August’s reading of US consumer confidence numbers could help call a halt to the dollar’s fall Tuesday, if optimism among consumers has continued to defy the collective wisdom of economists during the recent month.
The consensus among economist is for the Conference Board index to show a small fall from its current 121.1 level, down to 120.3, when the number is released at 15:00 London time.
However, it is noteworthy that consensus has projected a fall in the index for each of the two prior releases, only for the barometer of household optimism to have defied expectations by posting an improvement.
“The market is looking for the index to post a modest dip to 120.4 from 121.1. However, this measure is sitting near a 17-year high so some giveback should not be viewed as overly bearish, says James Rossiter, senior global strategist at TD Securities in London.
Continued gains in the index could help to place a floor under the US dollar which has been in free fall during recent days thanks to moderating expectations around the likely pace of Fed rate hikes as well as renewed belligerence from North Korea.
Any contraction in August could reflect unease over political dysfunction in Washington which has the potential to hamper the Trump administration’s legislative and economic agenda.
The pound to US dollar exchange rate was trading 0.14% higher at 1.2948 mid-way through the noon session in London Tuesday.

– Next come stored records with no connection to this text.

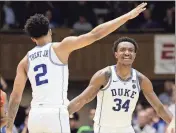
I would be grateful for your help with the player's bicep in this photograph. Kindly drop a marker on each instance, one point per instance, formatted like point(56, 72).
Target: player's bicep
point(20, 80)
point(97, 81)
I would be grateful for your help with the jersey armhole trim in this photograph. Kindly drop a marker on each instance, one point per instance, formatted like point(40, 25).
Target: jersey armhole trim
point(28, 66)
point(57, 64)
point(137, 79)
point(109, 82)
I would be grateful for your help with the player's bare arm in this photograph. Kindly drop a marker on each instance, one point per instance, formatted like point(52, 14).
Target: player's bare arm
point(72, 43)
point(152, 98)
point(98, 80)
point(16, 95)
point(3, 117)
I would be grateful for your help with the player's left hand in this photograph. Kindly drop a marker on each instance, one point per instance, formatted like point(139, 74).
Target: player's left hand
point(136, 11)
point(171, 127)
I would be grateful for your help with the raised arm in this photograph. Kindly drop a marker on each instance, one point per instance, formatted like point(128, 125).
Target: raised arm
point(16, 95)
point(98, 80)
point(72, 43)
point(152, 98)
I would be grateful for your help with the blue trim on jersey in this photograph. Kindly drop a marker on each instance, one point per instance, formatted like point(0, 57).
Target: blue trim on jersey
point(60, 120)
point(63, 85)
point(28, 62)
point(99, 129)
point(138, 84)
point(52, 60)
point(101, 108)
point(127, 80)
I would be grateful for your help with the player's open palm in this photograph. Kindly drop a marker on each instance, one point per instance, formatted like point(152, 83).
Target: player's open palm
point(136, 11)
point(171, 127)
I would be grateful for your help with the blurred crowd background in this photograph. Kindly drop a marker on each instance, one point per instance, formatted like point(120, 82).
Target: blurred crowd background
point(80, 17)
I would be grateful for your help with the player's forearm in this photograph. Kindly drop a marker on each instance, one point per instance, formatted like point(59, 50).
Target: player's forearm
point(110, 26)
point(165, 114)
point(12, 111)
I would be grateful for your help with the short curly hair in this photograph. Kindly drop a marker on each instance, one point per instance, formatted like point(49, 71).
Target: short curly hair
point(37, 26)
point(125, 39)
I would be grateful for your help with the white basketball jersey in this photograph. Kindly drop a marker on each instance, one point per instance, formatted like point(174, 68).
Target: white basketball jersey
point(48, 77)
point(117, 100)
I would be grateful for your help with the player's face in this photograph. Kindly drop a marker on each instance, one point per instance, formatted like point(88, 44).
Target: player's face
point(125, 53)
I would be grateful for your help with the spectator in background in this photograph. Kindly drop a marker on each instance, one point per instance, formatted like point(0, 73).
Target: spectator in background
point(3, 84)
point(143, 126)
point(82, 25)
point(165, 97)
point(172, 106)
point(74, 119)
point(9, 16)
point(169, 20)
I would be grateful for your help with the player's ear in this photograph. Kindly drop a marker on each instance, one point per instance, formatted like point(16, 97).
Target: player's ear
point(115, 54)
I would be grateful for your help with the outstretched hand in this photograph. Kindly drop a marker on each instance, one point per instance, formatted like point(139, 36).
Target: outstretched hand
point(171, 127)
point(136, 11)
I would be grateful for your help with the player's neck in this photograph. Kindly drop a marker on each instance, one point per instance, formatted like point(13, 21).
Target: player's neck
point(123, 71)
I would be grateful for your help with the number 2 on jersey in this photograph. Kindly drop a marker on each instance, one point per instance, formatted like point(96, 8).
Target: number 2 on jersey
point(119, 105)
point(39, 75)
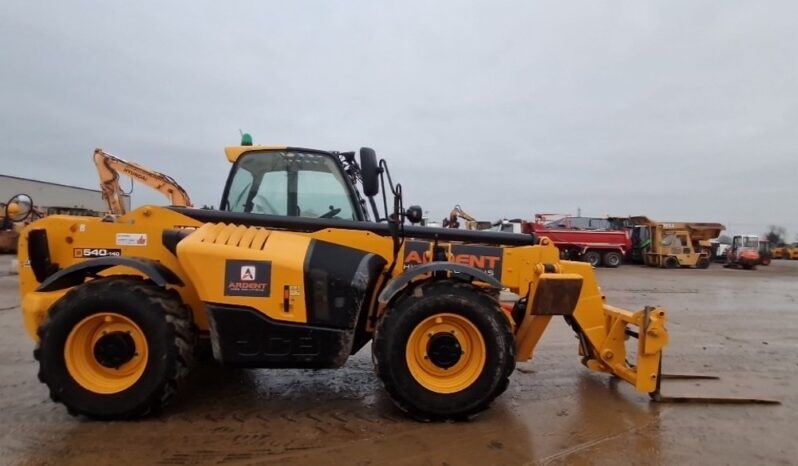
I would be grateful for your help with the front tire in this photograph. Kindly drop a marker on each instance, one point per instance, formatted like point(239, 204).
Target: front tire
point(444, 351)
point(115, 348)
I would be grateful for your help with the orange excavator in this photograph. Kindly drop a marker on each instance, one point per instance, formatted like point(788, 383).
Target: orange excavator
point(470, 222)
point(109, 167)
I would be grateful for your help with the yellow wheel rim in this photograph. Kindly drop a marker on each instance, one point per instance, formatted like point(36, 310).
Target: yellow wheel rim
point(432, 349)
point(106, 353)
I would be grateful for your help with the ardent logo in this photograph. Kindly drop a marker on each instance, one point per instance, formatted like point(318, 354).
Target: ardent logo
point(247, 278)
point(248, 273)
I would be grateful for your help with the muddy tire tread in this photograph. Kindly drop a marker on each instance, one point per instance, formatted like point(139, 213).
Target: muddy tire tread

The dollar, on the other hand, ceded ground to all of its major counterparts. The EUR/USD rate was up 0.42% to 1.2028 while the USD/JPY rate dropped 0.61% to 108.7 and the USD/CHF rate slid 1% to .9458.
“The USD is under broad pressure, weakening in response to a renewed moderation in Fed hike expectations (top chart), however the distribution of relative returns among the G10 currencies is showing demand for havens JPY and CHF along with relative underperformance for AUD, CAD and NZD. U.S,” says Shaun Osborne, chief FX strategist at Scotiabank.